You may choose to invest your money in an annuity with a variety of subaccounts, such as stock, bond, international, and money market portfolios. You can either select funds yourself, or allow the annuity company to manage your investments for a fee. Each of these investments carry different risks, so you’ll have to consider each one carefully.
Variable annuities also come with a number of features designed to ensure your long-term financial security. For example, annuitization or period certain drawdown allows you to take a guaranteed income stream for a set number of years, regardless of the performance of the underlying investments. Automatic rebalancing helps ensure that your portfolio remains within your stated risk tolerance. And beneficiary protection ensures that, in the event of your death, any remaining funds will transfer to a designated beneficiary.
In general, variable annuities can provide a great addition to your retirement portfolio, while offering the opportunity for more growth than fixed annuities. Of course, there is always the chance of a loss, so it’s important to understand the risks involved. To get the most out of a variable annuity, it’s essential to work with a knowledgeable financial professional with experience in this unique and complex product. In addition, it’s important to review the terms of the annuity carefully before signing on the dotted line.
Variable annuities come with features such as annuitization or period certain drawdown, automatic rebalancing and beneficiary protection to ensure that your money continues to work for you, even if something happens to you.
When you buy a variable annuity, you make an agreement with an insurance company. The insurance company will typically invest your money in a portfolio of stocks and bonds, with the potential for solid returns if the markets do well.
Unlike fixed annuities, the value of a variable annuity is linked to the performance of the underlying portfolio. It’s an investment in which the value of the account fluctuates with the performance of its underlying investments. This offers the potential for higher returns, but there’s also a chance that the account could lose value.
You may choose to invest your money in an annuity with a variety of subaccounts, such as stock, bond, international, and money market portfolios. You can either select funds yourself, or allow the annuity company to manage your investments for a fee. Each of these investments carry different risks, so you’ll have to consider each one carefully.
Variable annuities also come with a number of features designed to ensure your long-term financial security. For example, annuitization or period certain drawdown allows you to take a guaranteed income stream for a set number of years, regardless of the performance of the underlying investments. Automatic rebalancing helps ensure that your portfolio remains within your stated risk tolerance. And beneficiary protection ensures that, in the event of your death, any remaining funds will transfer to a designated beneficiary.

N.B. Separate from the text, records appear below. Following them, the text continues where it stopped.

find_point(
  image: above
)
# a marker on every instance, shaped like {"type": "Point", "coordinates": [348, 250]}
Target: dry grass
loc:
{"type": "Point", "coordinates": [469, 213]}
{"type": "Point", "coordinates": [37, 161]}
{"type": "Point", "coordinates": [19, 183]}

In general, variable annuities can provide a great addition to your retirement portfolio, while offering the opportunity for more growth than fixed annuities. Of course, there is always the chance of a loss, so it’s important to understand the risks involved. To get the most out of a variable annuity, it’s essential to work with a knowledgeable financial professional with experience in this unique and complex product. In addition, it’s important to review the terms of the annuity carefully before signing on the dotted line.